The Commission issued its decision on 30 June 2025 in [2025] FWCFB 130, after the SDA filed the supported bargaining application on 5 August 2024 and the matter was heard in Adelaide on 11 and 12 February 2025. The ruling covers 18 South Australian McDonald’s franchise employers, and the Commission said those franchisees operate every franchised McDonald’s-branded restaurant in the state. McDonald’s Australia Limited also directly operates some restaurants in South Australia.

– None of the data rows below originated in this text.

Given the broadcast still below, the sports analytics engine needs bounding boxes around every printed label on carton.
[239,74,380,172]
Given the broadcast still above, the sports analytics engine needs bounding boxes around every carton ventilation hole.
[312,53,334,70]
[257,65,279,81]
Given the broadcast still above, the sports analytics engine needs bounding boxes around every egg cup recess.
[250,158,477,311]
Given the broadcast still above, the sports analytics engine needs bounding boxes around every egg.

In finding that the franchisees had clearly identifiable common interests, the Commission pointed to the McDonald’s System itself. It found the restaurants were broadly similar in operation and that the work performed was fundamentally the same, with the franchisees bound by requirements on menu items, ingredients, cleaning standards, opening hours and uniforms. The Commission also noted that low rates of pay prevail in the fast-food industry, a backdrop that has long powered organizing drives at the chain.

AI-generated illustration
AI-generated illustration

For McDonald’s workers, the practical question now is whether a single bargaining block can produce gains that individual stores rarely win on their own. If the SDA can lock in better pay or more predictable scheduling across 18 franchises, the result could become a template for workers in other franchise systems who want clearer complaint routes, stronger protections around treatment by managers and more consistent conditions from store to store.

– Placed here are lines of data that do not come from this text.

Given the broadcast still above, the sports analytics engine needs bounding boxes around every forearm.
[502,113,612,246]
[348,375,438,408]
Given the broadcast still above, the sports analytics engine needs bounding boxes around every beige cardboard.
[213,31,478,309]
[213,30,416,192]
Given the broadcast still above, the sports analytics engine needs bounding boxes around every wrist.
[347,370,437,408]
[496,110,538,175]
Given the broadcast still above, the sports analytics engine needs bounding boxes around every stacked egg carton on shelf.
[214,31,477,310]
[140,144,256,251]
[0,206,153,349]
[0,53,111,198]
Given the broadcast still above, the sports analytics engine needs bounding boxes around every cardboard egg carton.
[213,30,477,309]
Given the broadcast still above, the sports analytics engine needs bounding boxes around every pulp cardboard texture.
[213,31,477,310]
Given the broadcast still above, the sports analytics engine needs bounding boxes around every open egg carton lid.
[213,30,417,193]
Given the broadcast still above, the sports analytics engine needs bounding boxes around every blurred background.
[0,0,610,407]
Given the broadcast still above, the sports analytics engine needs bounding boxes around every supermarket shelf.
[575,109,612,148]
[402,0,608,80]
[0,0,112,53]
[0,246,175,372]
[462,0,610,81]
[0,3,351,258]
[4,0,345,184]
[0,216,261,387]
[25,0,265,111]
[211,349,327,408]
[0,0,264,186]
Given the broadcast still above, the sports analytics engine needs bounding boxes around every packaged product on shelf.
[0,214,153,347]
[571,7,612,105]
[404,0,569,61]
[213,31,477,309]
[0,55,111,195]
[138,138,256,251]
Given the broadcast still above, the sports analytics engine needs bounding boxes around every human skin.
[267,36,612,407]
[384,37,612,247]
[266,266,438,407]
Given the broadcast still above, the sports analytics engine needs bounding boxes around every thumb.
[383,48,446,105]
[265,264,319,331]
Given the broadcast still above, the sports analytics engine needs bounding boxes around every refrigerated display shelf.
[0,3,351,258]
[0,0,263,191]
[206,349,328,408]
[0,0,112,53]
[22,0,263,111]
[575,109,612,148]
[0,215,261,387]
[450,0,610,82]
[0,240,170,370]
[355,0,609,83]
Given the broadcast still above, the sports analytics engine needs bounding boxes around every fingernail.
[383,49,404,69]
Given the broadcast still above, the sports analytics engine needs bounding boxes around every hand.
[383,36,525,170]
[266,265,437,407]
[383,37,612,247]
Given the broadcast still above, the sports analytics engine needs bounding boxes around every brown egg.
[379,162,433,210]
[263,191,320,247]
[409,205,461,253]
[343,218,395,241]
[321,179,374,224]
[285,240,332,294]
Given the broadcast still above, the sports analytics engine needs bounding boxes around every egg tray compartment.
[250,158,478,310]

The SDA said McDonald’s was the first employer to contest a supported bargaining bid under the federal government’s multi-employer bargaining reform, and that there are no McDonald’s workers covered by an enterprise agreement anywhere in Australia. The union has also lodged applications to expand bargaining to all McDonald’s franchises nationwide, including the Northern Territory and Broken Hill, a sign that this South Australian case may be only the first test of how far collective bargaining can reach inside a brand built on separate ownership.

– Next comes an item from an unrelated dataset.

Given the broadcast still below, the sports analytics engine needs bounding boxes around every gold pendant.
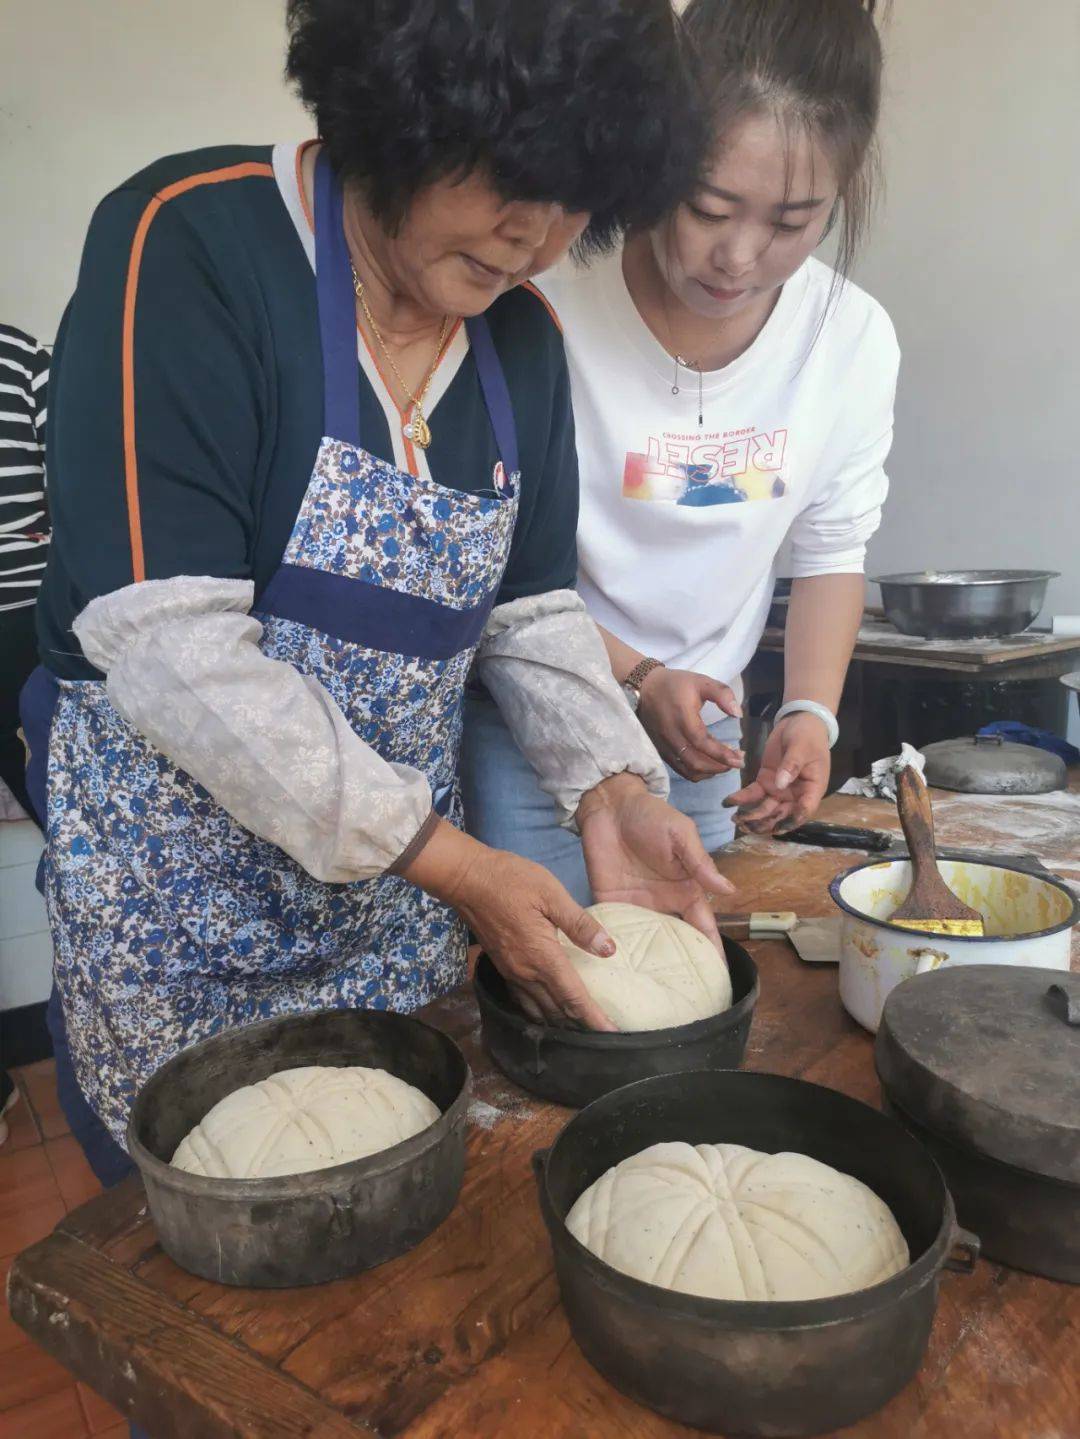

Employer groups see the stakes just as clearly. The Australian Industry Group called the decision deeply disappointing, said it could affect thousands of employers across fast food, retail, hospitality and other sectors, and urged the federal government to tighten the supported bargaining stream in the Fair Work Act. For franchisees, the ruling raises the cost and complexity of negotiations, but it also creates the possibility of a more uniform system across multiple stores, something that can matter as much to staffing stability as it does to wage bills.